Specifically, the test was performed on the paired distributions of per-image Overall Accuracy (OA) calculated for each individual image in the test set (N = 50). The statistical comparison was conducted on per-image samples rather than aggregated mean values. The results are summarized in Table 2.

For building footprint extraction, SECT-Net demonstrates statistically significant improvements (p < 0.05) over all baseline methods. In contrast, for shadow extraction, statistically significant improvements are observed compared with DeepLabv3+, SegFormer, and UNetFormer, while the differences with U-Net and Swin-UNet are not statistically significant (p ≥ 0.05).

This indicates that, although SECT-Net achieves slightly higher average performance in shadow extraction, the improvement is not consistently observed across all test samples. The variability in shadow characteristics, such as low contrast and irregular boundaries, may lead to unstable performance differences between models, thereby reducing statistical significance.

As illustrated in Figure 6, the proposed SECT-Net produces building segmentation results with more coherent structures and improved completeness, effectively reducing fragmented regions and internal holes. Traditional CNN-based methods, such as U-Net and DeepLabv3+, are more susceptible to local appearance variations and image noise due to their limited receptive fields. As a result, they often produce irregular boundaries and suffer from fragmented predictions or internal holes. Transformer-based approaches, including Swin-UNet and SegFormer, improve the overall structural consistency by modeling global context. However, they may still suffer from boundary ambiguity or incomplete delineation in regions with complex building layouts or low contrast. UNetFormer shows competitive performance in scenes with clear foreground–background contrast, but its predictions degrade in challenging areas with blurred boundaries or closely spaced buildings. In contrast, by jointly integrating multi-scale edge supervision and global-local contextual modeling, SECT-Net achieves more accurate and structurally consistent building delineation, particularly in complex urban scenes.
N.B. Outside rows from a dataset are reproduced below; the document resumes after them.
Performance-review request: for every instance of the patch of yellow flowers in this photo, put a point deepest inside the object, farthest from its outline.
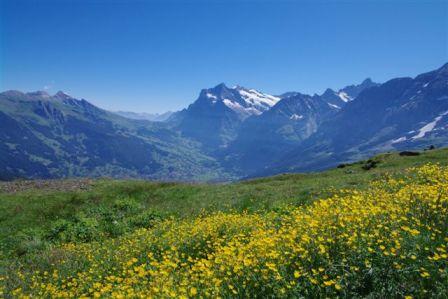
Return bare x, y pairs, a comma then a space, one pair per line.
388, 240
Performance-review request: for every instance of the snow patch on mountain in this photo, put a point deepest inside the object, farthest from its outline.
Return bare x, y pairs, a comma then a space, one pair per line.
344, 96
295, 117
259, 100
334, 106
Building shadows exhibit distinctive tonal characteristics in high-resolution imagery, allowing generally consistent shadow locations and spatial distributions across methods (Figure 7). However, notable differences remain in shadow completeness and boundary continuity. CNN-based methods, such as U-Net and DeepLabv3+, tend to produce fragmented shadow regions with noticeable internal holes. They are also prone to misclassifying dark objects (e.g., dark rooftops or the shadow of overpasses) as building shadows. Transformer-based approaches, including Swin-UNet and SegFormer, significantly alleviate the issues of internal holes and speckle noise by incorporating global context modeling. Nevertheless, they still exhibit limitations in precise boundary localization, often leading to over-smoothed predictions or undesired merging of adjacent shadow regions. UNetFormer achieves relatively competitive performance in regions with clear shadow–background contrast. However, its predictions become less reliable in challenging scenarios, such as closely spaced buildings or blurred shadow boundaries, where local ambiguities dominate. In contrast, the proposed SECT-Net achieves consistent improvements by effectively integrating multi-scale edge supervision with global-local contextual modeling. It produces more complete shadow regions with clearer boundaries, while suppressing misclassification and reducing shadow adhesion effects.
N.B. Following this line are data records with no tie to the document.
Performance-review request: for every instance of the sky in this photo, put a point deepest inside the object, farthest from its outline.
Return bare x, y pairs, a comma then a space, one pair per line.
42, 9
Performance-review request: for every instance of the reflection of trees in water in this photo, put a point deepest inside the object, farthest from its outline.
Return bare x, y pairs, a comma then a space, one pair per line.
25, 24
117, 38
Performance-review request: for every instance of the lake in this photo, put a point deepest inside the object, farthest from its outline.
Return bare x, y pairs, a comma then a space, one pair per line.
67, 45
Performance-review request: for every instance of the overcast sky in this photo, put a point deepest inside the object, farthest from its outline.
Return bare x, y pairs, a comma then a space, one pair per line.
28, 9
3.2. Spatial Distribution of Building Footprints and Heights

Using the proposed SECT-Net, we produced complete and spatially consistent building footprints across the entire Shanghai. As shown in Figure 8, the extracted buildings exhibit diverse morphological characteristics under heterogeneous urban contexts. Specifically, typical patterns include mixed-use urban areas integrating residential, commercial, and service functions (Figure 8a), large-scale industrial complexes with regular geometries (Figure 8b), low-density villa-type residential areas (Figure 8c), rural residential areas with scattered homesteads (Figure 8d), coastal port and logistics zones with large structured facilities (Figure 8e), and urban villages characterized by highly compact and irregular building layouts (Figure 8f).
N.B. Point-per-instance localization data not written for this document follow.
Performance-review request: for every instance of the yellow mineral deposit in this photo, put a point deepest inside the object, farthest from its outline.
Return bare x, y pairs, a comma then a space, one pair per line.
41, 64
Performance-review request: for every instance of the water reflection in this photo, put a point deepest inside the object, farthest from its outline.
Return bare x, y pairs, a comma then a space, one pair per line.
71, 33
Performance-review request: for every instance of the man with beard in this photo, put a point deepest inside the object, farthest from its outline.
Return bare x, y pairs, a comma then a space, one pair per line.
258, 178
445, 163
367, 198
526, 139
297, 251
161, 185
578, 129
Within the study area, the heights of 755,996 buildings were derived using the shadow-based height estimation method (Figure 9d) and aligned with a local LoD-1 3D building model (Figure 9f). In terms of height statistics, 571,440 buildings (76%) are shorter than 10 m, indicating that Shanghai is predominantly composed of low-rise residential structures. Buildings with a height of 10 to 30 m account for 19% of the total (143,204). Only 323 high-rise buildings exceed 100 m in height (i.e., <1% of the total), and they are mainly concentrated in central urban areas such as Huangpu, Jing’an, and Hongkou, as well as in the Lujiazui area of Pudong. The spatial distribution of high-rise buildings exhibits a clear core-periphery pattern, with dense concentrations in central business districts, and only a few are scattered in the suburbs.

Accuracy assessment was conducted for 559,614 buildings using reference heights extracted from the GF-7-derived DSM. The residual analysis (Figure 10a) indicates that 73% of height errors fall within the interval of [−5.0 m, 5.0 m]. Overall, a mean bias of −2.29 m indicates a slight underestimation. From the scatterplot of estimated vs. reference heights, the vast majority of them lie near the 1:1 line, indicating better agreement between predictions and reference values (Figure 10b). Regression analysis yields an R² of 0.74, an RMSE of 5.66 m, and an MAE of 3.96 m. However, the fitted trend line consistently lies below the 1:1 line, further confirming a systematic underestimation bias.

To provide a more comprehensive evaluation, we conducted a stratified error analysis across five height intervals (Table 3). The results show a clear increase in error with building height. For low-rise buildings (<10 m), the estimation is most accurate (RMSE = 3.49 m, MAE = 2.75 m). Errors increase gradually for 10–30 m (RMSE = 6.70 m) and more noticeably for 30–100 m (RMSE = 9.69–15.50 m). For high-rise buildings (>100 m), the error rises sharply (RMSE = 60.87 m, MAE = 41.96 m), indicating significant performance degradation. Overall, the method performs reliably for low- and medium-height buildings, but its accuracy decreases substantially for very tall structures.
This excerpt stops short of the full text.